Posted: March 21, 2011
CASE STUDY: New Tool Combines Many Types of Genomic Data
At the heart of The Cancer Genome Atlas (TCGA) is a dilemma that dogs the modern era of computational biology––the sheer volume of data can exceed scientists’ ability to analyze it in a timely manner. “It’s the bottleneck problem,” explains Rachel Karchin, Ph.D., who runs a lab at the Institute for Computational Medicine at Johns Hopkins University.
Recent advances in biological measurement and DNA sequencing platforms—known as high-throughput genomics—now permit scientists to generate large amounts of information that describe changes in tumors. By 2015, TCGA is on track to collect and analyze tumor specimens from some 10,000 cancer patients. However, while the number of genes and molecular measurements in each sample is finite, it is also enormous.
“The challenge is how to extract meaning from this information to affect human health,” says Karchin. “As computational biologists, our job is to develop new tools to model the data so that researchers can begin to harness its potential.”
Building Haystacks, Finding Needles
Dr. Karchin explains the challenge of working with the multi-dimensional dataset that is being generated to develop the ovarian cancer “page” in the TCGA atlas. “First, you have tumor and normal samples, nearly 500 of each in the ovarian project. For each of those you have between 10,000 and 20,000 genes that could be altered.”
But, the TCGA sequence and characterization process is not looking simply for gene mutations, she says. Five other sets of information about each tumor are produced by various genomic measurement tools. For example, one tool measures copy number alterations – information on how many copies of a gene a tumor carries compared to normal tissue. And more tools are on the way, which will produce even more data to comb through.
For researchers working with the TCGA ovarian dataset, the influx of data will quickly swell to a tidal wave of unfiltered information. Dr. Karchin is helping the TCGA Ovarian Analysis Working Group by developing robust analytical tools that they and researchers the world over can use to open up the potential bottleneck. The hope is that such tools will improve the researchers’ ability to locate the needle-in-the-haystack gene changes that matter the most. “There are a lot of changes to be found in the tumors of cancer patients that we don’t see in normal tissues,” explains Dr. Karchin.
Dr. Karchin notes that a novel project the size and scope of TCGA “will certainly detect genome changes not seen before, but many of those changes are biologically neutral, innocent bystanders you might say. We are after the changes that actually drive cancer.”
Helping Bring TCGA Puzzle Pieces Together
Each TCGA Genome Characterization Center (GCC) and Genome Sequencing Center (GSC) working on ovarian cancer uses specific technology platforms to generate different types of data related to changes in the cancer genome. For example, the TCGA Center at the University of North Carolina analyzes tumor and normal tissue for gene expression while the Broad Institute and Brigham and Women’s Hospital are looking for copy number changes. These types of changes can influence how proteins are produced from the DNA code and are just two of a number of molecular changes that TCGA studies.

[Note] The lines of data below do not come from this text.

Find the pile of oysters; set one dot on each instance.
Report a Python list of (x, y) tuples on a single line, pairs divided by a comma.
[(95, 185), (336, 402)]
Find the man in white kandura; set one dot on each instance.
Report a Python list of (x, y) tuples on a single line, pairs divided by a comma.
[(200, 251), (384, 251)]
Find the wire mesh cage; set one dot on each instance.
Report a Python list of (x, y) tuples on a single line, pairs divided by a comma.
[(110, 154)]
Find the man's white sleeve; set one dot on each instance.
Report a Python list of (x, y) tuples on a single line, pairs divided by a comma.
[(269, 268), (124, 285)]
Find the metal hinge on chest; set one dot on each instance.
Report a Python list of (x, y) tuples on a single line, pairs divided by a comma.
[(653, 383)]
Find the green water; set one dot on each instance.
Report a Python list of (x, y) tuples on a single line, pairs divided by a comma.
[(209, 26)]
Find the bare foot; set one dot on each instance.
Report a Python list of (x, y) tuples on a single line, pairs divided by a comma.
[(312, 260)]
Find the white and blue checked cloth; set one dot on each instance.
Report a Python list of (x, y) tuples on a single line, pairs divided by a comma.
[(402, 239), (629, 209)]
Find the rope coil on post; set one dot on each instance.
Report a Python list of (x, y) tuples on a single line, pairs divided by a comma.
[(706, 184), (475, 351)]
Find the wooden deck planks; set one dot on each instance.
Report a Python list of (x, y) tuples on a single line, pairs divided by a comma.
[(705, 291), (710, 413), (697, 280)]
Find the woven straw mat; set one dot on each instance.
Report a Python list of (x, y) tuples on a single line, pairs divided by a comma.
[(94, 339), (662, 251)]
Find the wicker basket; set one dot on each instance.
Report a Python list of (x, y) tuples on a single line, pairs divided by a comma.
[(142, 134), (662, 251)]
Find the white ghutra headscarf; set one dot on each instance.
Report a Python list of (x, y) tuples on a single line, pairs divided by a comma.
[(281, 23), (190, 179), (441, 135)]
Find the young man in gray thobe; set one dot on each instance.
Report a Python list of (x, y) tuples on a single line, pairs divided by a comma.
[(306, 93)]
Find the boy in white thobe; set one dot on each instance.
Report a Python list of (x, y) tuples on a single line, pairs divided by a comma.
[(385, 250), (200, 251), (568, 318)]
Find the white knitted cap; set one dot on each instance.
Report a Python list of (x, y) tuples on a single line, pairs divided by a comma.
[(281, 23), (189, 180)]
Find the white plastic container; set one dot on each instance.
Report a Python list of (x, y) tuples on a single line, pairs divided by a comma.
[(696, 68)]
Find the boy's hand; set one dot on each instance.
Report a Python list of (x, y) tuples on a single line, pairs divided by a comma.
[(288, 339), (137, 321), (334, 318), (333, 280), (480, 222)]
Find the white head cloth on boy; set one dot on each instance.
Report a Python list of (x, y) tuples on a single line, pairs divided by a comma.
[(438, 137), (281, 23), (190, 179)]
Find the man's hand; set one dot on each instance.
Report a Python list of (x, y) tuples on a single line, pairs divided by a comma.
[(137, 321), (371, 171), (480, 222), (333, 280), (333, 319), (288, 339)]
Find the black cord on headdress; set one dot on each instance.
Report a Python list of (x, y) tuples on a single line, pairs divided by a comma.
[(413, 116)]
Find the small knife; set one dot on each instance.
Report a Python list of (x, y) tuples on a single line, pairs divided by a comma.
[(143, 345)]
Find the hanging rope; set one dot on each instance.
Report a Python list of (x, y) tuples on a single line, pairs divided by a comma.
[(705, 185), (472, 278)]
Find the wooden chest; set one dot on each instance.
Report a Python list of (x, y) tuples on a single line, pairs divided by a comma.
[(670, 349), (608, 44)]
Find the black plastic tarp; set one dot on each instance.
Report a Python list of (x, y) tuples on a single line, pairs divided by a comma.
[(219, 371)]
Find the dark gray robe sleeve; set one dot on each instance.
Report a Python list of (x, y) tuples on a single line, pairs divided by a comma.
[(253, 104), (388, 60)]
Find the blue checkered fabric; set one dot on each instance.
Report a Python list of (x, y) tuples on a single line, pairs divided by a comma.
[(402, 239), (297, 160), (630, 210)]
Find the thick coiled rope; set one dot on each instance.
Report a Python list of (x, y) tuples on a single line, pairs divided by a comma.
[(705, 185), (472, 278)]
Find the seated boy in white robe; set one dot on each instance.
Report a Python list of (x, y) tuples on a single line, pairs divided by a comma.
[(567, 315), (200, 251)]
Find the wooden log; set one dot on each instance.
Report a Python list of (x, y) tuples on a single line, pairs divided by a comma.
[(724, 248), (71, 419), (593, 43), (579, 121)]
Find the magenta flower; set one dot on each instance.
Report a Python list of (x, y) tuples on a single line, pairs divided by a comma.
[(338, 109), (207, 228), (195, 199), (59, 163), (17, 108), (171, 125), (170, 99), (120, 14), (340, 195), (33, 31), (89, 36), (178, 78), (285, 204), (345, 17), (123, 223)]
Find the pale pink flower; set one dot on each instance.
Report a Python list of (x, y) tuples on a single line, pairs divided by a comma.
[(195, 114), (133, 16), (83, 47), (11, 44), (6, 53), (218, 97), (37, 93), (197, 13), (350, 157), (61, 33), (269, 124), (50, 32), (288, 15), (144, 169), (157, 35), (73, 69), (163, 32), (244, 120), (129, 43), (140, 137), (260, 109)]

Dr. Karchin’s lab is collaborating with a team of researchers to develop a new software tool, known as TOPPER, designed to make it easier to combine and organize the masses of data that come out of each tumor analysis platform. Researchers analyzing TCGA data from the ovarian samples will be able to select any combination of data types and let the computer analyze the resulting patterns. TOPPER allows researchers to assemble a composite or merged view of ovarian cancer.
Unlocking a Gate to the Future
If TOPPER works as the researchers hope, users coming to the TCGA Data Portal will be able to select a “phenotype” to study. Phenotypes are the outward expression of the genes an individual carries, the “big-picture” variables that researchers use to separate patients into two or more groups in order to see which genes might be causing cancer to develop differently in one group versus the other.
Researchers use a wide range of phenotypes to frame their studies, things like a patient’s clinical diagnosis, treatment history, the biological and chemical status of their tumor, how long they survive, and a whole host of observable traits, such as age, race, blood type, etc. Using TOPPER, researchers accessing the TCGA data can interrogate the molecular differences between two contrasting phenotypic groups.
TOPPER and other tools being developed for TCGA will have immediate relevance for the bottleneck problem and the search for driver mutations, said Dr. Karchin, “but we are designing this kind of software to be more general.” Despite its unique features and unprecedented scope, she said, TCGA represents a more generic kind of scientific puzzle–integrating many types of genomic data.
TOPPER and other tools will be accessible to the public from NCI data portals, and “we hope people will find uses in other biological contexts and with other diseases.” Dr. Karchin and others are developing these tools to enable a future they can only guess at, “but the long-range potential is fantastic,” she believes.